Since the 1940s, the television has been a part of the American way of life. Shortly after the inception of network TV, popular radio shows became television shows, sporting events were broadcast, children’s show were created and television advertising became the pinnacle way to sell a product. Color was soon introduced and the TV became a vital piece of American culture. Today, 99% of U.S. households possess at least one television and the average American watches over four hours of TV each day.
In the 1960s, Lee Friedlander documented these '‘little screens’' that Americans hold so dear in a series of photographs taken in bedrooms, living rooms, and hotel rooms. Friedlander portrayed the homogeneity and omnipresence of the television in America. Since then, televisions have changed some, with the introduction of high definition and flat screen TVs, surround sound and digital video, but the purpose of the moving pictures have remained the same. Televisions immerse people with thousands of images and ideas every day; they are windows into the lives of other people and into the ways of other places.
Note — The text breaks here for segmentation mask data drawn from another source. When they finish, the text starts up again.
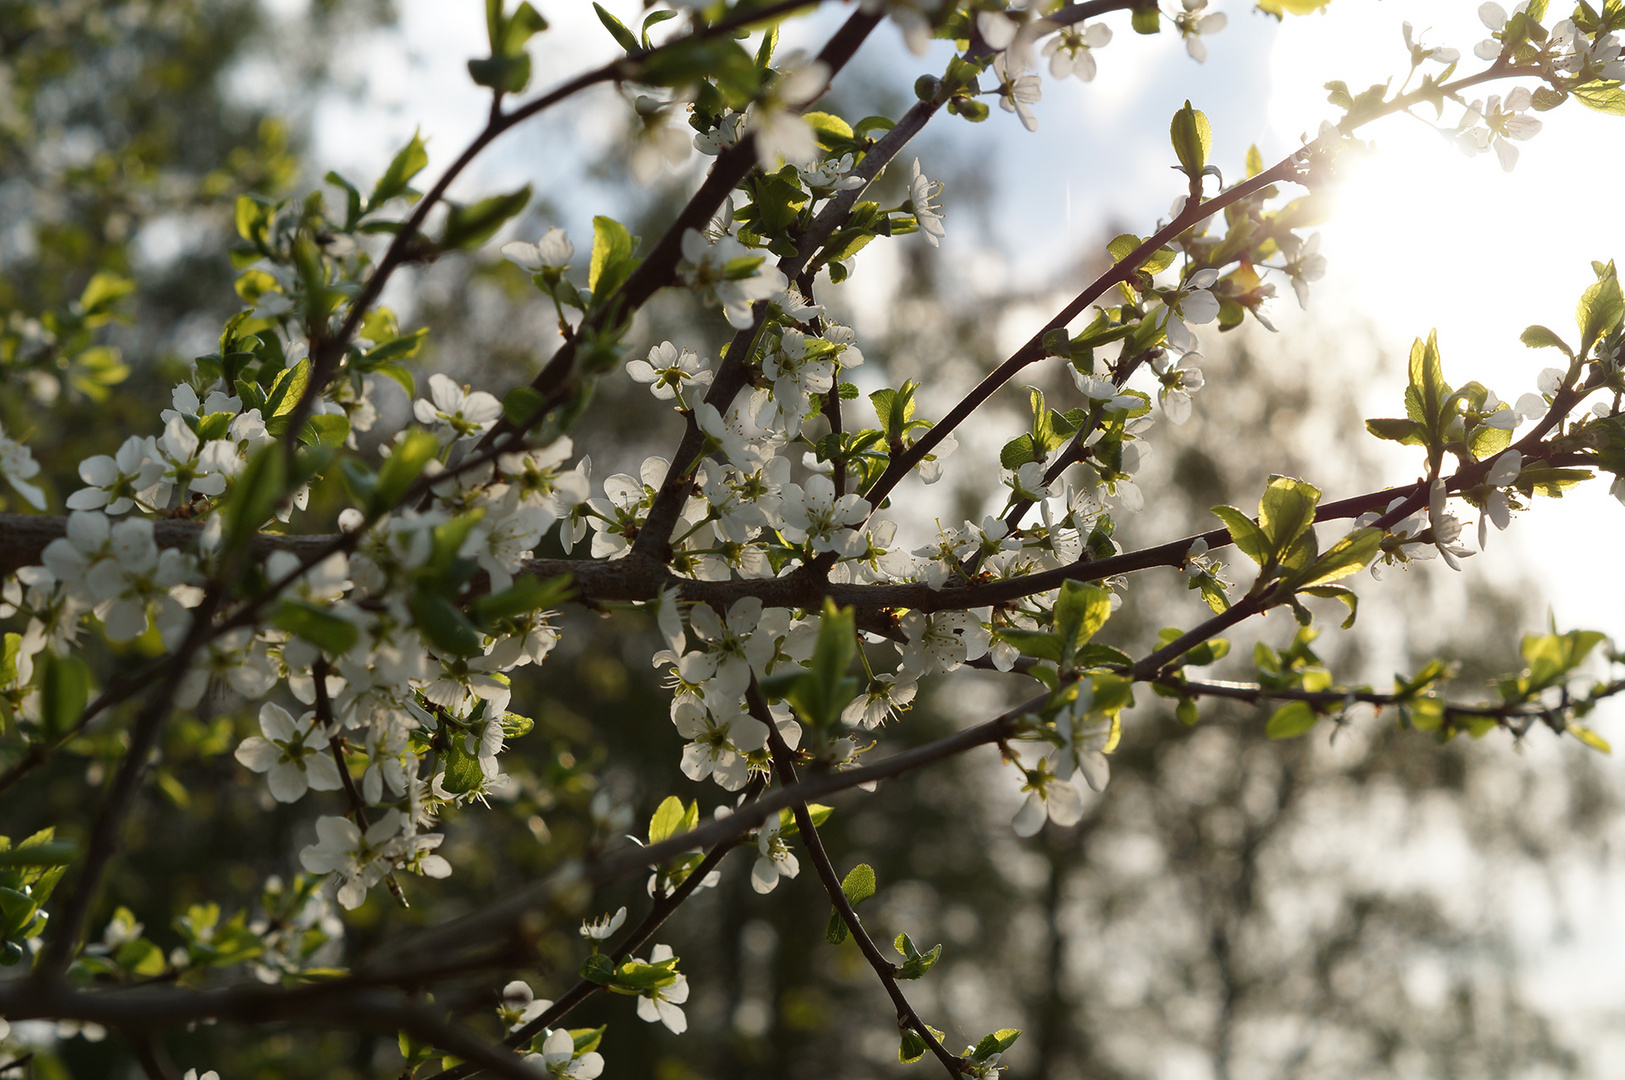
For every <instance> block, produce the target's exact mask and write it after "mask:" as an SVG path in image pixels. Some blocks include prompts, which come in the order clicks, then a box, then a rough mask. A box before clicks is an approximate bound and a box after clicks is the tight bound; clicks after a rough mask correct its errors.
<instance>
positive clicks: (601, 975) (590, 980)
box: [580, 953, 614, 986]
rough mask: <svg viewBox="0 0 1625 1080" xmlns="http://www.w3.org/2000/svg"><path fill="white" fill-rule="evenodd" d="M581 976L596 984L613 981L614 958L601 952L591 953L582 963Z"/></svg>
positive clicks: (603, 984) (609, 983) (590, 982)
mask: <svg viewBox="0 0 1625 1080" xmlns="http://www.w3.org/2000/svg"><path fill="white" fill-rule="evenodd" d="M580 974H582V978H583V979H587V981H588V983H593V984H596V986H609V984H611V983H614V960H611V958H609V957H606V955H603V953H593V955H591V957H588V958H587V960H585V961H583V963H582V971H580Z"/></svg>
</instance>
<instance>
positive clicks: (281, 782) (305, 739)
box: [234, 702, 343, 802]
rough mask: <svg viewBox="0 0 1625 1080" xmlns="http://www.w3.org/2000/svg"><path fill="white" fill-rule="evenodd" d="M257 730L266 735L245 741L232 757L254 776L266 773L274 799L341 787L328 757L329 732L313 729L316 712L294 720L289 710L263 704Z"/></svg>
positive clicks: (321, 790) (297, 798) (284, 797)
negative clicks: (269, 783)
mask: <svg viewBox="0 0 1625 1080" xmlns="http://www.w3.org/2000/svg"><path fill="white" fill-rule="evenodd" d="M260 731H262V732H265V736H263V737H260V736H249V737H247V739H244V741H242V742H241V744H237V754H236V755H234V757H236V758H237V760H239V762H241V763H244V765H245V767H249V768H252V770H254V771H257V773H268V776H267V780H268V781H270V784H271V797H273V799H276V801H278V802H297V801H299V799H302V797H304V793H306V791H338V789H340V788H341V786H343V780H341V778H340V775H338V765H336V763H335V762H333V757H332V755H330V754H328V741H330V739H332V732H330V731H328V729H325V728H317V726H315V713H306V715H304V716H301V718H299V719H297V721H296V719H294V718H293V716H289V715H288V710H284V708H283V706H280V705H273V703H271V702H267V703H265V705H262V706H260Z"/></svg>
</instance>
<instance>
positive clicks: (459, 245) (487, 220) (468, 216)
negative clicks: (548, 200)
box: [439, 184, 530, 252]
mask: <svg viewBox="0 0 1625 1080" xmlns="http://www.w3.org/2000/svg"><path fill="white" fill-rule="evenodd" d="M528 203H530V185H528V184H526V185H525V187H522V188H520V190H517V192H510V193H507V195H492V197H491V198H483V200H479V201H478V203H474V205H471V206H460V205H457V203H450V205H448V206H447V211H445V229H444V232H442V234H440V240H439V247H440V250H444V252H455V250H463V248H473V247H479V245H481V244H484V242H486V240H489V239H491V237H492V235H496V232H497V229H500V227H502V226H504V224H507V221H509V218H513V216H515V214H518V213H520V211H522V210H525V206H526V205H528Z"/></svg>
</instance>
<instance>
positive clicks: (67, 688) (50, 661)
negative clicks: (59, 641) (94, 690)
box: [37, 648, 91, 741]
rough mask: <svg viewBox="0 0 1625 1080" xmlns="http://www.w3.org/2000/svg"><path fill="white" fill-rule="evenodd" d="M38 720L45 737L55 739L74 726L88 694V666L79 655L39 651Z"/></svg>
mask: <svg viewBox="0 0 1625 1080" xmlns="http://www.w3.org/2000/svg"><path fill="white" fill-rule="evenodd" d="M39 656H41V663H39V664H37V667H39V721H41V726H42V728H44V729H45V736H47V739H52V741H55V739H58V737H60V736H65V734H67V732H68V731H72V729H73V724H75V723H78V719H80V715H83V713H85V703H86V702H88V700H89V693H91V669H89V666H88V664H86V663H85V661H83V659H80V658H78V656H57V654H55V653H54V651H52V650H49V648H47V650H45V651H42V653H41V654H39Z"/></svg>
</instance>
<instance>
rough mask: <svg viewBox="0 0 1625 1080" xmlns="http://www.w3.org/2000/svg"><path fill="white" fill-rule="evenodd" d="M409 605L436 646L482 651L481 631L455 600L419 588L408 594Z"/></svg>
mask: <svg viewBox="0 0 1625 1080" xmlns="http://www.w3.org/2000/svg"><path fill="white" fill-rule="evenodd" d="M406 606H408V607H410V609H411V616H413V624H414V625H416V627H418V630H419V632H421V633H423V637H424V640H427V642H429V645H432V646H434V648H436V650H439V651H442V653H450V654H453V656H473V654H476V653H479V645H481V638H479V632H478V630H476V629H474V625H473V624H471V622H468V617H466V616H465V614H463V612H461V611H458V607H457V604H453V603H452V601H448V599H445V598H444V596H439V594H436V593H427V591H423V590H418V591H414V593H413V594H411V598H408V601H406Z"/></svg>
Windows began as a project documenting the many styles of modern televisions and the environments that encompass them. Quickly though, it morphed into a description of what is seen in and through the screen of a television. Each image consists of a TV either in its normal environment or in some sort of unnatural environment–more important, however, is the fact that something can be seen in the television screen of each image, whether it is a reflection or some other scene. The screen provides some sort of limited view of the world in which it resides. The scenes in the photos represent the way TV watchers experience little bits of life through their televisions, but at the same time, the TV is usually only a small part of the image. Windows investigates not only how the television appears in comparison to the world around it, but how the world around it is seen through the TV.